Overcoming the bottleneck of extracting and indexing hundreds of millions of academic papers to support a scholarly big data service: a case study of CiteSeerX
Open Access
Author:
Keesara, Sai Raghav
Graduate Program:
Computer Science and Engineering
Degree:
Master of Science
Document Type:
Master Thesis
Date of Defense:
March 08, 2021
Committee Members:
C Lee Giles, Thesis Advisor/Co-Advisor Bhuvan Urgaonkar, Committee Member Jian Wu, Special Signatory Chitaranjan Das, Program Head/Chair
Keywords:
Information Retrieval Information Extraction Digital Libraries Search Engine Scalability Academic Libraries Elasticsearch
Abstract:
CiteSeerX is one of the world’s first academic digital libraries. After being established in 1998, CiteSeerX has been serving researchers with access to scholarly big data in various scientific domains. It serves about 2 millions hits with around 40-60 concurrent users on a typical day.
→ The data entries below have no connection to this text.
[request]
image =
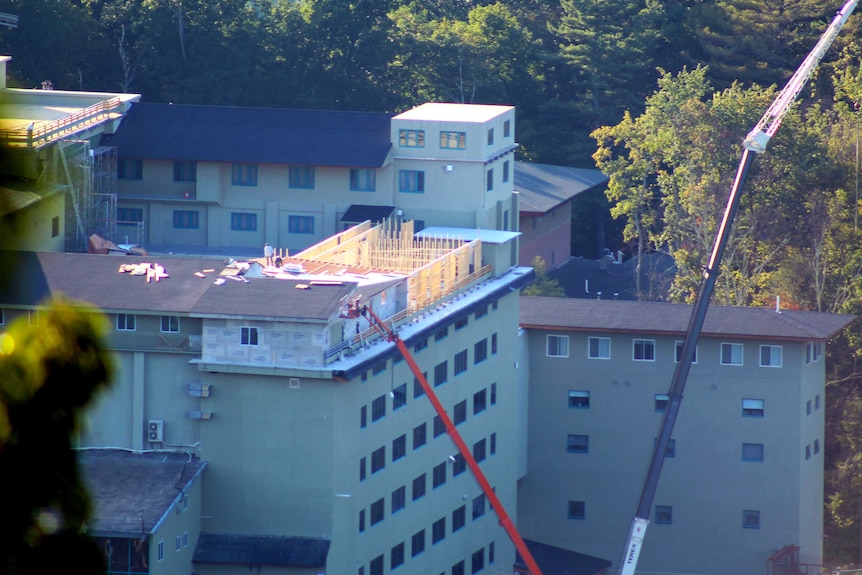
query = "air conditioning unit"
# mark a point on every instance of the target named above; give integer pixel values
(156, 431)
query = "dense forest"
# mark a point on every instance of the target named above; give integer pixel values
(656, 93)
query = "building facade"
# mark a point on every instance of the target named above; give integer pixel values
(743, 475)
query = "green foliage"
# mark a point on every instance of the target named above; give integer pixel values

The system hasn’t been scaling so well with SQL database as the main bottleneck in search performance and lower ingestion throughput. While the previous works have justified the need to migrate to a NoSQL database, the current work realizes it by designing and implementing an Extraction and Ingestion system that is capable of ingesting up to a million academic documents per day and addresses shortcomings of the previous architecture in terms of scalability, modularity, and usability.